Conforme assinala esta estrutura sindical, em 8 anos, os salários da tabela salarial do Contrato Colectivo de Trabalho subiram apenas 11,47 euros, enquanto os lucros das empresas cresceram em muitos milhões. Durante esse mesmo período, o poder de compra dos salários destes trabalhadores desceu mais de 10%.

Atualmente, os valores salariais são iguais ou pouco acima do salário mínimo nacional. Acresce que se registam acentuadas assimetrias regionais, com salários contratuais superiores nos distritos de Lisboa, Porto e Setúbal e inferiores em todos os outros distritos do país.

O CESP denuncia ainda que as lojas e armazéns funcionam todos os dias com menos trabalhadores do que os necessários para o trabalho existente, o que tem vindo a levar “à exaustão os trabalhadores que ainda resistem nos locais de trabalho” e que são confrontados com “horários de trabalho completamente desregulados e os ritmos de trabalho extenuantes que impedem a conciliação com a vida familiar e prejudicam a saúde”.

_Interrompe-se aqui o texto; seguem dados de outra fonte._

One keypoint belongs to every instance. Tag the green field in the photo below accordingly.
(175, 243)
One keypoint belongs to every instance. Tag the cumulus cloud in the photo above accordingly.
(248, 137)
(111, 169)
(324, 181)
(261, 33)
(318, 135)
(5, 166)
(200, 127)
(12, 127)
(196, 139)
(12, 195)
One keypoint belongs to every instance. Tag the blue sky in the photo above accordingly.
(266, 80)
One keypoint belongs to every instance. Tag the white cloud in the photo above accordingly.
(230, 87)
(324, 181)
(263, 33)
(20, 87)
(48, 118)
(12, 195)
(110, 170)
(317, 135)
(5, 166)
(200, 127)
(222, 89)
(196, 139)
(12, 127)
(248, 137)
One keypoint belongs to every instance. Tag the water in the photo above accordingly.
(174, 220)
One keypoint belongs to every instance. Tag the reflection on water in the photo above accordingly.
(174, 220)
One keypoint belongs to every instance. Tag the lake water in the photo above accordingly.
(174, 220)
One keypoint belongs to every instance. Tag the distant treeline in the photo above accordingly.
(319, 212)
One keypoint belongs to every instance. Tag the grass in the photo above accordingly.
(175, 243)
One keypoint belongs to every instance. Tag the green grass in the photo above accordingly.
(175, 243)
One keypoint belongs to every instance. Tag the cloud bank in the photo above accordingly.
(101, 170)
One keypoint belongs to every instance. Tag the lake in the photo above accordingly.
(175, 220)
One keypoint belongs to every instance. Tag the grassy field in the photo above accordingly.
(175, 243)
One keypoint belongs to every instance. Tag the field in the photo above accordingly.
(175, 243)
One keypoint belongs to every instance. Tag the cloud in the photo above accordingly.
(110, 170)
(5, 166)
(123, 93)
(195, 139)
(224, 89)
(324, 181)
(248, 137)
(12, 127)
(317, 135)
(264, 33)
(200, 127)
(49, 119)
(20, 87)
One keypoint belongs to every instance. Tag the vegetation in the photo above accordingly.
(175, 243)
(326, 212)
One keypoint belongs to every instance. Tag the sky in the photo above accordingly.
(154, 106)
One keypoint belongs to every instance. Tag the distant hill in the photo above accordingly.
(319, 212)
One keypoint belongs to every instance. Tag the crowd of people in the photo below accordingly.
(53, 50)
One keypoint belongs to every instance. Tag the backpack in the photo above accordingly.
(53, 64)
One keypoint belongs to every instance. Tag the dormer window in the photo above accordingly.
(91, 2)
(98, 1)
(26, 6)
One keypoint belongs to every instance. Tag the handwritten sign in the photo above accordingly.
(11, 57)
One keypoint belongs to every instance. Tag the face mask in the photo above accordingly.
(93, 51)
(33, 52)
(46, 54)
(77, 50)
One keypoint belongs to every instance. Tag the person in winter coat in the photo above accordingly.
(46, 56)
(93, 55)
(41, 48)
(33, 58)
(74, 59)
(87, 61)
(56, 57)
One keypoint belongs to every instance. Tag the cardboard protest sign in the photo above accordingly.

Por outro lado verifica-se uma “discriminação e gritante injustiça” na carreira dos operadores de armazém que reivindicam uma carreira idêntica à que está consagrada no Contrato Coletivo de Trabalho para os operadores de loja.

As empresas de Distribuição e a Associação Patronal não estão, contudo, dispostas a negociar o aumento dos salários, o fim da tabela B e a correção da injustiça na carreira profissional dos operadores de armazém sem contrapartidas, exigindo a redução do valor pago por trabalho suplementar".

O CESP considera que é “uma vergonha que as empresas de distribuição, Continente, Pingo Doce, Jumbo, FNAC, Dia Minipreço, El Corte Inglés, Lidl, e tantas outras, exijam a redução do valor pago pelo trabalho suplementar para aumentar os salários de todos os trabalhadores”.

“É uma vergonha que um sector com milhões de lucro (só em 2015 e 2016 foram mais de 400 milhões de euros de lucro) exija contrapartidas para negociar salários e condições de trabalho tão baixos”, frisa o Sindicato.